Algorithms have become so present in people’s lives that they can influence hundreds of our decisions every day without even being noticed. With eyes fixed on smartphones, desktops, TVs, and other screens, people are impacted by mathematical formulas that help to create a strange pattern about movies or shows they watch, products they buy, and even some behaviours. Facing this sick scenario, how about to get out of the bubble?
In its 33th edition, the São Paulo Art Biennial – which takes place in the biggest city in Brazil until December 9, with free admission – invites you to reflect through the campaign “Turn off the automatic”, created by Tech and Soul agency. Planned since March, the communication presents a film of great impact, with exhibition in prime time of TV; several pieces for print and out-of-home media; and geolocation strategy for those who are close to the event.
The main goal is to show people that by going to the Biennial, they will “turn off the automatic” after get inspired by seeing new things and broaden their horizons. In the end, they will regain the ability to decide for themselves, and not for data or technology, if they like something or not.
“The campaign provokes us about the importance we are giving to the algorithms in our lives. We live in the age of attention and we need to ask ourselves if it’s time to change some of the habits we have acquired with technology. Art, represented here by the Biennial, serves precisely for this kind of reflection,” says Flavio Waiteman, partner and CCO of Tech and Soul. “Art has the ability to get us out of our bubbles and become aware of our attention. We have to reprogram our brains to get rid of the mastery of algorithms. Spending some time at the Biennial is a great exercise to reconnect with yourself.”

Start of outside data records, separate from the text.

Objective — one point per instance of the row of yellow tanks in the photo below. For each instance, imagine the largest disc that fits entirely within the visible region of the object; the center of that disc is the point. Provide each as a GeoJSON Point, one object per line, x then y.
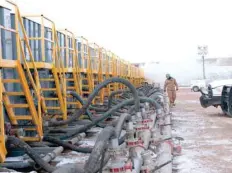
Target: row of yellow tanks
{"type": "Point", "coordinates": [40, 65]}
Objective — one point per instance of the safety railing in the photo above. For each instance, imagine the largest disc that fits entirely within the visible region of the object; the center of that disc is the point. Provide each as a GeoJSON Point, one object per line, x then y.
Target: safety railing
{"type": "Point", "coordinates": [34, 79]}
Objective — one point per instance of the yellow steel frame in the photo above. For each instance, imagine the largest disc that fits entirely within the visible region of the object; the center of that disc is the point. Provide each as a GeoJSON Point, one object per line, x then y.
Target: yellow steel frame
{"type": "Point", "coordinates": [56, 67]}
{"type": "Point", "coordinates": [3, 150]}
{"type": "Point", "coordinates": [97, 67]}
{"type": "Point", "coordinates": [108, 65]}
{"type": "Point", "coordinates": [74, 69]}
{"type": "Point", "coordinates": [87, 59]}
{"type": "Point", "coordinates": [35, 114]}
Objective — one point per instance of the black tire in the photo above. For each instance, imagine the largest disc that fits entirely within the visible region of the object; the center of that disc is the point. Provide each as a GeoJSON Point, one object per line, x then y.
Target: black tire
{"type": "Point", "coordinates": [195, 89]}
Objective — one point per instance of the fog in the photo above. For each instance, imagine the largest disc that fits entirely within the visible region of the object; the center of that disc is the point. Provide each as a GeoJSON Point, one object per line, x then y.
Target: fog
{"type": "Point", "coordinates": [186, 71]}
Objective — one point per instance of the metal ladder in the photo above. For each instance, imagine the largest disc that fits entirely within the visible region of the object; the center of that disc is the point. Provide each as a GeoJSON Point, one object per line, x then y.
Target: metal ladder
{"type": "Point", "coordinates": [29, 84]}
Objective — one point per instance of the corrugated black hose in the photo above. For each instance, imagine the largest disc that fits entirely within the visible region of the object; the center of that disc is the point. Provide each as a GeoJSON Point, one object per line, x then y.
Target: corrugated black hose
{"type": "Point", "coordinates": [92, 96]}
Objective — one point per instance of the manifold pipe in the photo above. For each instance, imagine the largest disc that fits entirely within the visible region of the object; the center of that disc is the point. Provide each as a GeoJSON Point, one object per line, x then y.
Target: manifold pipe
{"type": "Point", "coordinates": [99, 149]}
{"type": "Point", "coordinates": [92, 96]}
{"type": "Point", "coordinates": [76, 96]}
{"type": "Point", "coordinates": [136, 152]}
{"type": "Point", "coordinates": [50, 156]}
{"type": "Point", "coordinates": [124, 117]}
{"type": "Point", "coordinates": [69, 168]}
{"type": "Point", "coordinates": [73, 168]}
{"type": "Point", "coordinates": [67, 145]}
{"type": "Point", "coordinates": [114, 93]}
{"type": "Point", "coordinates": [33, 155]}
{"type": "Point", "coordinates": [84, 128]}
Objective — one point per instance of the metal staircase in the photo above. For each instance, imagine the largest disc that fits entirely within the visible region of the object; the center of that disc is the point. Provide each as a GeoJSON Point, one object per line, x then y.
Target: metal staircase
{"type": "Point", "coordinates": [21, 88]}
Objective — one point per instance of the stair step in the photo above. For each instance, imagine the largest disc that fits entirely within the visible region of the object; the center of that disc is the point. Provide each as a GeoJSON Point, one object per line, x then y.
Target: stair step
{"type": "Point", "coordinates": [30, 129]}
{"type": "Point", "coordinates": [23, 117]}
{"type": "Point", "coordinates": [14, 93]}
{"type": "Point", "coordinates": [48, 89]}
{"type": "Point", "coordinates": [11, 81]}
{"type": "Point", "coordinates": [71, 88]}
{"type": "Point", "coordinates": [47, 79]}
{"type": "Point", "coordinates": [30, 139]}
{"type": "Point", "coordinates": [53, 108]}
{"type": "Point", "coordinates": [72, 103]}
{"type": "Point", "coordinates": [85, 92]}
{"type": "Point", "coordinates": [18, 105]}
{"type": "Point", "coordinates": [85, 85]}
{"type": "Point", "coordinates": [70, 79]}
{"type": "Point", "coordinates": [47, 98]}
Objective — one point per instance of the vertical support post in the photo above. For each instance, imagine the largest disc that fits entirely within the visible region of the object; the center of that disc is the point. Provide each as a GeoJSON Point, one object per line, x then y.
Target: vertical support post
{"type": "Point", "coordinates": [42, 40]}
{"type": "Point", "coordinates": [203, 65]}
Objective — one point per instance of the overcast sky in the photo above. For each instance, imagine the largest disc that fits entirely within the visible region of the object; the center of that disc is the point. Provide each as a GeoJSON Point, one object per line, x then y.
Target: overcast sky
{"type": "Point", "coordinates": [144, 30]}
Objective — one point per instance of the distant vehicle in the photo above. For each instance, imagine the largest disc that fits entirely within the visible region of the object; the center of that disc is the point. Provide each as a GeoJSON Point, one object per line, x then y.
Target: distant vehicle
{"type": "Point", "coordinates": [196, 85]}
{"type": "Point", "coordinates": [211, 96]}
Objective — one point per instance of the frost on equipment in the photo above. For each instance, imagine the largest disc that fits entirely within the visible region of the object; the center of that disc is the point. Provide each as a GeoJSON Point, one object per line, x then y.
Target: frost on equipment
{"type": "Point", "coordinates": [63, 98]}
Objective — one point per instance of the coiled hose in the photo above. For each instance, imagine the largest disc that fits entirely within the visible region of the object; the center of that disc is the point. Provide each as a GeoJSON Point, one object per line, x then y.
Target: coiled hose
{"type": "Point", "coordinates": [84, 128]}
{"type": "Point", "coordinates": [99, 149]}
{"type": "Point", "coordinates": [93, 94]}
{"type": "Point", "coordinates": [33, 155]}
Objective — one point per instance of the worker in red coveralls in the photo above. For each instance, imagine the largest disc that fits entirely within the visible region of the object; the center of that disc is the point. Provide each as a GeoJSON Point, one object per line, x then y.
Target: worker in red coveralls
{"type": "Point", "coordinates": [171, 87]}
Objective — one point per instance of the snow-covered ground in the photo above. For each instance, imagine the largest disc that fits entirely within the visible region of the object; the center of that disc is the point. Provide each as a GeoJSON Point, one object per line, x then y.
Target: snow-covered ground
{"type": "Point", "coordinates": [207, 133]}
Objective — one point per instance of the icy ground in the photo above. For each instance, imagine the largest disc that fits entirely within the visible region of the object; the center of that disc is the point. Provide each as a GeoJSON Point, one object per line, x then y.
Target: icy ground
{"type": "Point", "coordinates": [207, 133]}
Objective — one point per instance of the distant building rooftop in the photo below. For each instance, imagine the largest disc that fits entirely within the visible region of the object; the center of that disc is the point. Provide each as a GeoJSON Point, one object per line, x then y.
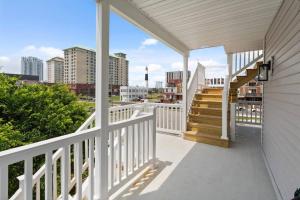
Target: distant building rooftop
{"type": "Point", "coordinates": [24, 77]}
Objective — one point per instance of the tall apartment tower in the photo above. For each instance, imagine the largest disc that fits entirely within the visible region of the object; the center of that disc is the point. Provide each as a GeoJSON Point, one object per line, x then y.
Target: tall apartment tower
{"type": "Point", "coordinates": [79, 65]}
{"type": "Point", "coordinates": [32, 66]}
{"type": "Point", "coordinates": [55, 70]}
{"type": "Point", "coordinates": [118, 70]}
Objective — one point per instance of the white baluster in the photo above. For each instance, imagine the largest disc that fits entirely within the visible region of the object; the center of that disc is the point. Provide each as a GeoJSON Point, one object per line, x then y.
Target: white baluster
{"type": "Point", "coordinates": [38, 190]}
{"type": "Point", "coordinates": [48, 176]}
{"type": "Point", "coordinates": [4, 181]}
{"type": "Point", "coordinates": [65, 174]}
{"type": "Point", "coordinates": [91, 169]}
{"type": "Point", "coordinates": [126, 152]}
{"type": "Point", "coordinates": [28, 179]}
{"type": "Point", "coordinates": [78, 172]}
{"type": "Point", "coordinates": [112, 158]}
{"type": "Point", "coordinates": [120, 154]}
{"type": "Point", "coordinates": [138, 145]}
{"type": "Point", "coordinates": [55, 180]}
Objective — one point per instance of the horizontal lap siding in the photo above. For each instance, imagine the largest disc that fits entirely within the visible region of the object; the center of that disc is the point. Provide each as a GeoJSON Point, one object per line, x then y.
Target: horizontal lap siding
{"type": "Point", "coordinates": [281, 130]}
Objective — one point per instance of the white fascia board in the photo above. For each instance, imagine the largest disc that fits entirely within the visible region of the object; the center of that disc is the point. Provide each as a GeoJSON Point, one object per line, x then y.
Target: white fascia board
{"type": "Point", "coordinates": [125, 9]}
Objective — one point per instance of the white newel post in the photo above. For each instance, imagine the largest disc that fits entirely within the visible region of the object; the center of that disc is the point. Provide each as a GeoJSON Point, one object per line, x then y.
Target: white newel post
{"type": "Point", "coordinates": [101, 118]}
{"type": "Point", "coordinates": [225, 109]}
{"type": "Point", "coordinates": [184, 91]}
{"type": "Point", "coordinates": [232, 121]}
{"type": "Point", "coordinates": [229, 62]}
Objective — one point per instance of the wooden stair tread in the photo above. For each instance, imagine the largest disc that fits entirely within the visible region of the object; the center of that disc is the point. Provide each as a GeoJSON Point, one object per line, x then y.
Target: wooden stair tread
{"type": "Point", "coordinates": [205, 94]}
{"type": "Point", "coordinates": [194, 124]}
{"type": "Point", "coordinates": [214, 109]}
{"type": "Point", "coordinates": [206, 116]}
{"type": "Point", "coordinates": [208, 101]}
{"type": "Point", "coordinates": [206, 138]}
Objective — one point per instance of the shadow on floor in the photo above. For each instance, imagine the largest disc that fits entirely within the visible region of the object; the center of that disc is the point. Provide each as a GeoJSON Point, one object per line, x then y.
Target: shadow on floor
{"type": "Point", "coordinates": [212, 173]}
{"type": "Point", "coordinates": [133, 191]}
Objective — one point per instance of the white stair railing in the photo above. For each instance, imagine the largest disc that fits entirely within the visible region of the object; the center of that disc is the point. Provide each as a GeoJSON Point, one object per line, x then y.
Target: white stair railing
{"type": "Point", "coordinates": [196, 82]}
{"type": "Point", "coordinates": [243, 60]}
{"type": "Point", "coordinates": [168, 117]}
{"type": "Point", "coordinates": [116, 114]}
{"type": "Point", "coordinates": [225, 108]}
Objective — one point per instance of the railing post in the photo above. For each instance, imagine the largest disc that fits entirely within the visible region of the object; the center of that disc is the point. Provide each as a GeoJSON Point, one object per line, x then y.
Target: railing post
{"type": "Point", "coordinates": [225, 109]}
{"type": "Point", "coordinates": [232, 121]}
{"type": "Point", "coordinates": [4, 181]}
{"type": "Point", "coordinates": [101, 118]}
{"type": "Point", "coordinates": [229, 64]}
{"type": "Point", "coordinates": [184, 91]}
{"type": "Point", "coordinates": [154, 139]}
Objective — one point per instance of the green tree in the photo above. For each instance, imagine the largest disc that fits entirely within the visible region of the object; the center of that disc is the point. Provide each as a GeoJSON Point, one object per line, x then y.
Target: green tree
{"type": "Point", "coordinates": [34, 112]}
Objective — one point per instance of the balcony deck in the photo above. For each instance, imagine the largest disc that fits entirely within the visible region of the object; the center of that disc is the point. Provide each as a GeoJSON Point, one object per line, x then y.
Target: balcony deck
{"type": "Point", "coordinates": [190, 171]}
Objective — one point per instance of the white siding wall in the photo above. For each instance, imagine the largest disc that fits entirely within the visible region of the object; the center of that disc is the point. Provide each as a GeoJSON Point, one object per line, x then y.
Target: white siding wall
{"type": "Point", "coordinates": [281, 131]}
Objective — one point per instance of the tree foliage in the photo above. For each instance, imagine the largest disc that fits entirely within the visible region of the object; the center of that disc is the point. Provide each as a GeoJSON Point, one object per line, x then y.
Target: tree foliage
{"type": "Point", "coordinates": [34, 112]}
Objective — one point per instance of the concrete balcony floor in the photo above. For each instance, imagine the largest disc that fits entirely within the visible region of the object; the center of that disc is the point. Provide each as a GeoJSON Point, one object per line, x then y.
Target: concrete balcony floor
{"type": "Point", "coordinates": [189, 171]}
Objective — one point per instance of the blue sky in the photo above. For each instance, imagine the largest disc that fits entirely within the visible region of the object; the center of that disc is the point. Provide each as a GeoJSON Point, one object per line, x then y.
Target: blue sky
{"type": "Point", "coordinates": [43, 28]}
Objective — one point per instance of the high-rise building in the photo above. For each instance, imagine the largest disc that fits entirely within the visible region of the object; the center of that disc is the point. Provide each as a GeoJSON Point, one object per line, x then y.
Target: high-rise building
{"type": "Point", "coordinates": [80, 65]}
{"type": "Point", "coordinates": [118, 70]}
{"type": "Point", "coordinates": [158, 84]}
{"type": "Point", "coordinates": [55, 70]}
{"type": "Point", "coordinates": [32, 66]}
{"type": "Point", "coordinates": [174, 78]}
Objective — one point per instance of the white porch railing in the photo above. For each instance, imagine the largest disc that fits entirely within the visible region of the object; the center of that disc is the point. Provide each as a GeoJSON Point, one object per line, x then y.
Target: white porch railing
{"type": "Point", "coordinates": [131, 149]}
{"type": "Point", "coordinates": [248, 112]}
{"type": "Point", "coordinates": [168, 117]}
{"type": "Point", "coordinates": [196, 82]}
{"type": "Point", "coordinates": [225, 108]}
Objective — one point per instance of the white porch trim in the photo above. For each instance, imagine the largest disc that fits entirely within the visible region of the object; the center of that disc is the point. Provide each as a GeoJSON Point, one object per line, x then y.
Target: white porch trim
{"type": "Point", "coordinates": [125, 9]}
{"type": "Point", "coordinates": [101, 118]}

The “Turn off the Automatic” campaign film works with the tension of people “dominated” by the screens of their phones, instead of paying attention to their family during dinner, or to the way while driving their cars. The soundtrack emerges as a creative aspect that reinforces the power of technology and algorithms over those who are “in the bubble.” In the end, calm images of the Biennial environment make a counterpoint and arouse interest in the event.
With broken smartphone screens as background, print and OOH ads bring messages that ask people to reflect about common habits by visiting the Biennial. In addition, platforms such as Waze, Facebook and Instagram compose a form of communication based on geolocation and algorithm intelligence, inviting people near Biennial – which takes place at the Ciccillo Matarazzo Pavilion, in Ibirapuera Park – to visit the greatest event of arts in Brazil.
“The curious part is the paradox to use geolocation in a campaign that asks people to turn off their phones. The goal is to show how much visiting the Biennial can be positive at that moment. It is a democratic environment, open to everyone, which can help in questioning and reflecting on the relevance of having control over our own decisions,” Waiteman concludes.